É possível ensinar alguém a escrever?
Claro que é. A isso dá-se o nome de “alfabetização”.
Mas será possível ensinar alguém a “escrever” literariamente? A ser contista, romancista, cronista, novelista, poeta?
Não.
Pode-se compartilhar algumas técnicas. Disponibilizar ferramentas. Propor temas, desafios. Mas escrever vai além de métodos, instrumentos e estímulos.
Escrever é cortar palavras, conforme a lição de John Ruskin (escritor e crítico inglês do século 19). Que palavras podar para que outras deem frutos, vai da sensibilidade de cada um.
Sugiro começar dando férias aos adjetivos. Depois, aos advérbios. E, estando a faca ainda com fio, a uns artigos. Ops, “uns artigos”, não: “artigos”. Cortar tudo que for supérfluo. Deixar o texto “uma faca só lâmina”, conforme outra lição do João Cabral.
Vale para a crônica o que Ezra Pound escreveu sobre a poesia: “é feita de essências e medulas”. Eis aí uma técnica: se cortou e não fez falta, é porque não precisava estar lá.
É o que fazemos nas nossas oficinas literárias: colocar na “prateleira” de cada participante a régua e o compasso, a tinta e o pincel, o cinzel, o metrônomo. E cada um escolhe o que usar. E, ao fazer, descobre como se faz. Encontra o próprio tom.
Fizemos isso ao longo de 2020 e 2021, com oito turmas — cada uma tendo por patrono um mestre na arte da crônica, essa escrita leve (e nem por isso rasa), cotidiana (e nem por isso menos sublime), nascida da fugacidade (e nem por isso condenada ao esquecimento).
Invocando os poderes de Carlos Drummond, Fernando Sabino, Rubem Braga, Clarice Lispector, Nelson Rodrigues, Millôr Fernandes, Luis Fernando Veríssimo e Vinícius de Moraes, produzimos centenas de textos — ora líricos, ora lúdicos; ora confessionais (toda confissão é um pouco inventada), ora ficcionais (toda ficção tem um quê de confidência).

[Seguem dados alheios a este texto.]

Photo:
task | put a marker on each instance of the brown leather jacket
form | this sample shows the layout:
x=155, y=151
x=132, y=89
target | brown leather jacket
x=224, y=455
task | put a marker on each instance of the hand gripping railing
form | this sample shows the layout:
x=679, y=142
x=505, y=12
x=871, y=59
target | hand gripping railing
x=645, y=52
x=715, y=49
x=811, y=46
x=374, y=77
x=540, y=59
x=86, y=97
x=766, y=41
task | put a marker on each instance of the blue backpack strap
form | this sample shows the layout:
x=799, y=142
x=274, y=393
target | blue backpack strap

E lançamos, na sexta-feira, 22 de outubro, os dois primeiros volumes dessa experiência.
Reunimos 36 autores, dos mais de 100 que estiveram (e ainda estão) conosco nesse percurso. Contamos com um belo projeto gráfico do Sydney Michelette Junior (que ilustra minhas postagens nesta coluna), uma “orelha” do psicanalista Francisco Daudt e a apresentação do Pedro Bial. E 144 crônicas em todos os tons, sobre todos os temas.

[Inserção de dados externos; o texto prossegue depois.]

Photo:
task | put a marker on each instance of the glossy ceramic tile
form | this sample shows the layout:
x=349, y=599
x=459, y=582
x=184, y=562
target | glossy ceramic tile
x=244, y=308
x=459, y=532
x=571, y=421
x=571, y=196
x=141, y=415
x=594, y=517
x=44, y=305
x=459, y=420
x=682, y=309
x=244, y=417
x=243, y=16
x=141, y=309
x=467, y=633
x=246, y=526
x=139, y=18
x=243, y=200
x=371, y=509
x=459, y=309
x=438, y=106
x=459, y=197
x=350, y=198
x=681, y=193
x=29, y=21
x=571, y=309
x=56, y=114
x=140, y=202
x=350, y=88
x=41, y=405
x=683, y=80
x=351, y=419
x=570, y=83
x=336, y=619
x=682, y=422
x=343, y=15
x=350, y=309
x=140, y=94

Nos encontramos na Lagoa, ao pôr do sol, para nos conhecer pessoalmente (as oficinas eram virtuais), para nos rever e nos abraçar. Estiveram lá, autografando a obra, Adriana Florio Cairo, Ana Cláudia Cotovio, Cássia Righy Shinotsuka, Cecília Castello Branco, Daniela Simões Mendes, Fabíola Terra Baccega, Fernando Augusto Viegas, Graci Almeida, Maria Teresa Lomelino, Marianna Oliveira, Oren Perlin, Regina Dias e Tatiana Druck — gente que veio de Sorocaba, Sertãozinho, Botafogo, Belo Horizonte, São Paulo, Leblon, Juiz de Fora, Porto Alegre.
Mais os colegas de turma, de quem os próximos volumes estão à espera: Marília de Cara, Fabiana Souza Lima, Constance Mannshardt, Erica Saubermann, Nelson Moczydlower, Patricia Baptista, Carlos Azeredo, Carlos Berendonck. E os amigos / mentores Laïs Mendes Pimentel, Ronaldo Wrobel e André Gabeh. E uma penca de convidados: o maestro Silvio Viegas, a fotógrafa Ana Zinger, a pianista Monique Aragão, a escritora Sonia Rodrigues (filha do Nelson Rodrigues), a designer de joias Maricy Infante, o advogado Fábio Gradel, a professora Deborah Charlab.
A coleção se chama “Nuvens de Palavras”. E as outras nuvens, que cobriram o Rio durante tantos dias, recuaram, deixando o céu límpido, estrelado.
Pode-se ensinar a escrever? Não. Mas pode-se acompanhar os que têm o prazer da escrita no seu processo de descoberta e amadurecimento dos seus dons.
Dia 6 de novembro é o lançamento em São Paulo. Outros autores, outros amigos, outros convidados, mas a mesma festa.